In my last blog post I introduced a stage which executed Checkov to my Terraform Azure DevOps pipeline, this scanned the Terraform configuration and stopped the deployment if there was an issue. I also added a stage which checks to see if there are any resources being destroyed.
Whats missing?
Both of these I thought should give some basic protection against problems caused by common configuration issues, which they did, but it didn’t take into account the end user, i.e. me, making a change which would dramatically increase the running costs of the deployment.
Enter Infracost
One day as I was skimming through Reddit and I noticed mention of Infracost (I can’t remember the post, sorry) - the description of the tool got my attention “Cloud cost estimates for Terraform in pull requests” peaked my interest and gave it ago locally.
Installing and registering Infracost locally
As I am macOS user installing Infracost locally was a Homebrew command away:
brew install infracost
Once installed you need to register for an API key, this can be done with a single command:
infracost register
It will ask you for your Name and Email address, once you enter these you should see something like the following output:
Tip
Please make a note of the API key, you will need it later.
$ infracost register
Please enter your name and email address to get an API key.
See our FAQ (https://www.infracost.io/docs/faq) for more details.
Name: Russ McKendrick
Email: [email protected]
Thank you Russ McKendrick!
Your API key is: IaMnOtREaLlyANapIK3y
Success: Your API key has been saved to /Users/russ.mckendrick/.config/infracost/credentials.yml
You can now run infracost breakdown --path=... and point to your Terraform directory or JSON/plan file.
That is all of the configuration you need to do, once installed you can try running the tool.
Running Infracost locally
Next up we need some Terraform to run it against, I have some test code which launches a Linux Virtual Machine in Azure so decided to use that.
Info
The Terraform code I am using can be found at the russmckendrick/terraform-vm-local-example Github repo.
To start with run the following:
terraform init
terraform plan -out tfplan.binary
terraform show -json tfplan.binary > plan.json
This will download all of the Terraform providers and create a Terraform Plan file and then convert it to JSON. Next up we can run Infracost against the JSON version of the Terraform Plan file u sing the following command:
infracost breakdown --path plan.json
As you can see from the output below (you may need to scroll right), the virtual machine using the SKU Standard_B1ms is going to cost $17.23 per month with an addition cost of around $1.69 for the disk operations:
$ infracost breakdown --path plan.json
Detected Terraform plan JSON file at plan.json
✔ Calculating monthly cost estimate
Project: russmckendrick/terraform-vm-local-example/plan.json
Name Monthly Qty Unit Monthly Cost
azurerm_linux_virtual_machine.main
├─ Instance usage (pay as you go, Standard_B1ms) 730 hours $17.23
└─ os_disk
├─ Storage (S4) 1 months $1.69
└─ Disk operations Monthly cost depends on usage: $0.0005 per 10k operations
OVERALL TOTAL $18.92
----------------------------------
To estimate usage-based resources use --usage-file, see https://infracost.io/usage-file
That’s a reasonable cost, so lets launch the Virtual Machine by running:
Warning
Warning!
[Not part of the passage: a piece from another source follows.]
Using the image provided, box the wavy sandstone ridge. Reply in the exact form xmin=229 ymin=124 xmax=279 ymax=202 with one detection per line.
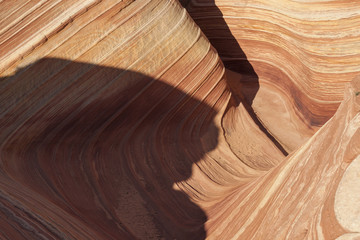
xmin=0 ymin=0 xmax=360 ymax=239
If you are following along running the commands below will incur cost.
terraform apply
Now that we have the Virtual Machine, lets increase the specification by updating the SKU to Standard_B4ms, this can be done in the terraform.tfvars
file in the repo. Once updated, generate a new plan file and run Infracost again:
terraform plan -out tfplan.binary
terraform show -json tfplan.binary > plan.json
infracost breakdown --path plan.json
You will notice that when you ran the terraform plan
command it checked against the Terraform Statefile, however as you can see from the output below …
$ infracost breakdown --path plan.json
Detected Terraform plan JSON file at plan.json
✔ Calculating monthly cost estimate
Project: russmckendrick/terraform-vm-local-example/plan.json
Name Monthly Qty Unit Monthly Cost
azurerm_linux_virtual_machine.main
├─ Instance usage (pay as you go, Standard_B4ms) 730 hours $137.97
└─ os_disk
├─ Storage (S4) 1 months $1.69
└─ Disk operations Monthly cost depends on usage: $0.0005 per 10k operations
OVERALL TOTAL $139.66
----------------------------------
To estimate usage-based resources use --usage-file, see https://infracost.io/usage-file
… all it shows is the new cost, wouldn’t it be good if you could figure out the difference? Well you can, just run the following command:
infracost diff --path plan.json
This time I got the output below:
$ infracost diff --path plan.json
Detected Terraform plan JSON file at plan.json
✔ Calculating monthly cost estimate
Project: russmckendrick/terraform-vm-local-example/plan.json
~ azurerm_linux_virtual_machine.main
+$121 ($18.92 -> $140)
- Instance usage (pay as you go, Standard_B1ms)
-$17.23
+ Instance usage (pay as you go, Standard_B4ms)
+$138
Monthly cost change for russmckendrick/terraform-vm-local-example/plan.json
Amount: +$121 ($18.92 -> $140)
Percent: +638%
----------------------------------
Key: ~ changed, + added, - removed
To estimate usage-based resources use --usage-file, see https://infracost.io/usage-file
… as you can, here we have an increase in cost of 638% - probably best that I don’t update the SKU !!!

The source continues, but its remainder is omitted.